Experiencing the same problem running on TPU. Works fine on CPU for testing purposes.

steindor on 22 Feb 2020

Hi @Yasmine1991 ,
can you show me how to add that into tensorboard? what if I want to add let's say precision and recall how can I do that? Thanks

ronykalfarisi on 23 Mar 2020

Hi @ronykalfarisi

Well, you have to first launch cloudshell in a second clousdshell session
ctpu up --name=your tpu name --zone=your tpu zone
Then, in this second cloud shell, you create an environment variable for your bucket cloud storage and for your model repertory
export STORAGE_BUCKET=gs://bucket_name
export MODEL_DIR=${STORAGE_BUCKET}/output
Thereafter, you load tensorboard with this line
tensorboard --logdir=${MODEL_DIR} &

Meanwhile in your code, within the "tf.estimator.ModeKeys.TRAIN" mode, you create a host call function that you will call in the return of this mode by doing
return tf.compat.v1.estimator.tpu.TPUEstimatorSpec(mode, loss=loss, train_op=train_op, host_call=host_call)

The host call function -->

def host_call_fn(gs, acc):
gs = gs[0] # gs is a Tensor with shape [batch] for the global_step
with tf2.summary.create_file_writer(FLAGS.model_dir).as_default():
with tf2.summary.record_if(True):
tf2.summary.scalar('Training accuracy', acc[0], step=gs)
return tf.compat.v1.summary.all_v2_summary_ops()
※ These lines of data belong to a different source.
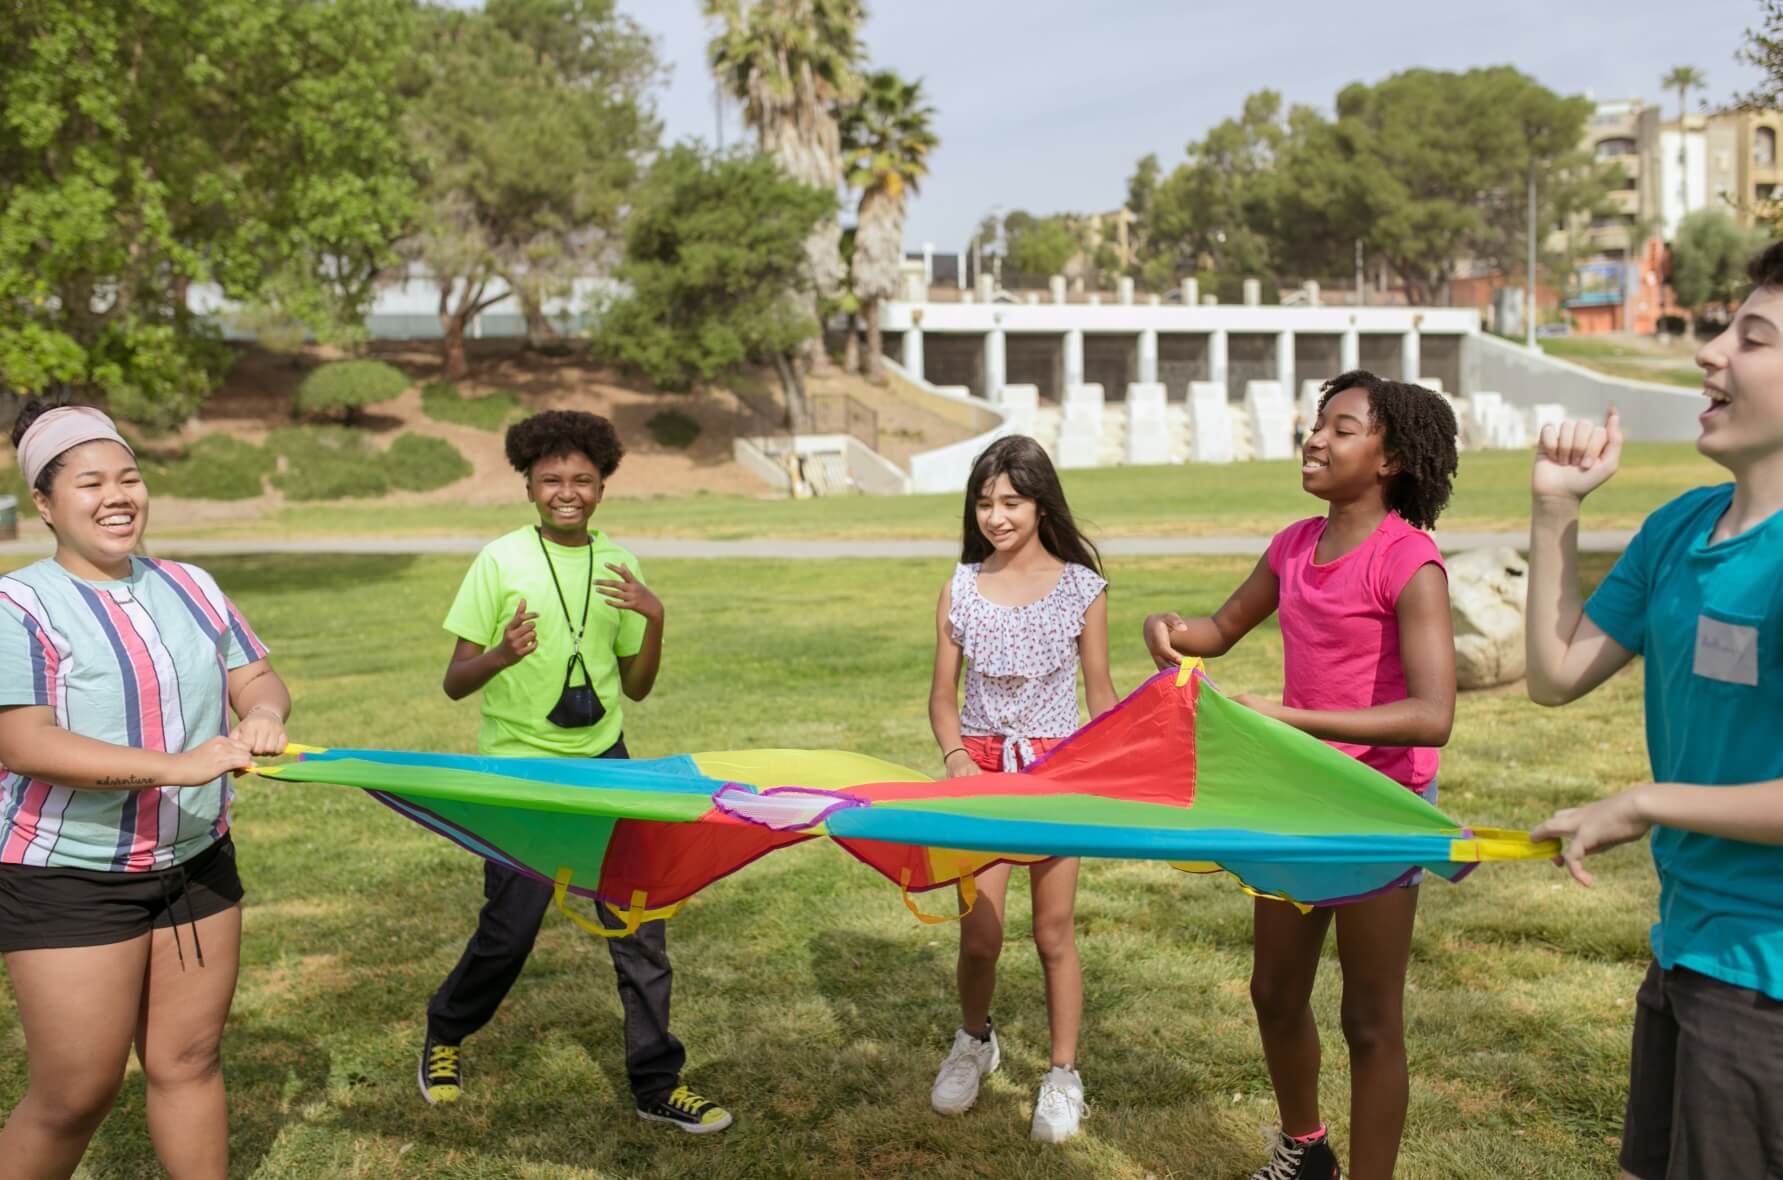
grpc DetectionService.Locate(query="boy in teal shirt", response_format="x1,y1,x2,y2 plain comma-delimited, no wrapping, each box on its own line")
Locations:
1526,243,1783,1179
419,411,731,1133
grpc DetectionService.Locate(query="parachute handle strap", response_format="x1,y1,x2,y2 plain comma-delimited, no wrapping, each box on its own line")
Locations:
1175,656,1205,687
552,868,678,939
899,866,977,925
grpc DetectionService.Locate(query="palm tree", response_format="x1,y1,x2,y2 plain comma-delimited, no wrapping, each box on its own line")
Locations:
1662,66,1706,232
706,0,863,391
841,70,937,383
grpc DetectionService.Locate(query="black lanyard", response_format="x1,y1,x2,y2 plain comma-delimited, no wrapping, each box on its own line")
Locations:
535,528,592,648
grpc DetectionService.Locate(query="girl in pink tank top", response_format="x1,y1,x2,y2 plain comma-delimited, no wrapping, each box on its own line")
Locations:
1143,371,1459,1180
927,436,1116,1143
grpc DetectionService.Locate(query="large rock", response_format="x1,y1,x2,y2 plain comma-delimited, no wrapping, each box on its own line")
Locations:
1448,546,1528,690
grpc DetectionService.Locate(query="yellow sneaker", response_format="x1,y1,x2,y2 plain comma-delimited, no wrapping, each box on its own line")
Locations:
636,1084,734,1134
419,1034,462,1105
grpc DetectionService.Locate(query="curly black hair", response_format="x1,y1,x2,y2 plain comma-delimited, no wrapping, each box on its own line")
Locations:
1748,239,1783,288
1317,369,1458,530
504,410,624,478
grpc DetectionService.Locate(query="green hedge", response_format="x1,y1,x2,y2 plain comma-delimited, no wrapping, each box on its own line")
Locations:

   ` gs_t = tf.reshape(tf.compat.v1.train.get_global_step() 
    acc_t = tf.reshape(accuracy["accuracy"][1]*100, [1])   
     host_call = (host_call_fn, [gs_t,  acc_t])`

Yasmine1991 on 25 May 2020

@Yasmine1991 this is for tensorflow 2.x right? Is it possible to solve this for tensorflow 1.x?

Azrael1 on 6 Jun 2020

@Azrael1 yes it is for tensorflow 2.x. For older version, I don't know. I suppose, there will be probably some modifications

Yasmine1991 on 8 Jun 2020

@hantaozi
Modify it optimization.create_optimizer value of optimizer, take new_ global_ step can print steps in hook

  train_op, new_global_step = optimization.create_optimizer(
      total_loss, learning_rate, num_train_steps, num_warmup_steps, use_tpu)
  tensors_to_log = {'train loss': total_loss, 'global_step': new_global_step}
  logging_hook = tf.train.LoggingTensorHook(tensors=tensors_to_log, every_n_iter=1)
  output_spec = tf.contrib.tpu.TPUEstimatorSpec(
      mode=mode,
      loss=total_loss,
      train_op=train_op,
      training_hooks=[logging_hook],
      scaffold_fn=scaffold_fn)

NicolasCookie on 28 Jun 2020

@avostryakov I try it, but when it run, it occured :
TypeError: new() got an unexpected keyword argument 'training_hooks'
Please help me, my tensorflow version is 1.10

use tf 1.11

Is must use tf 1.11？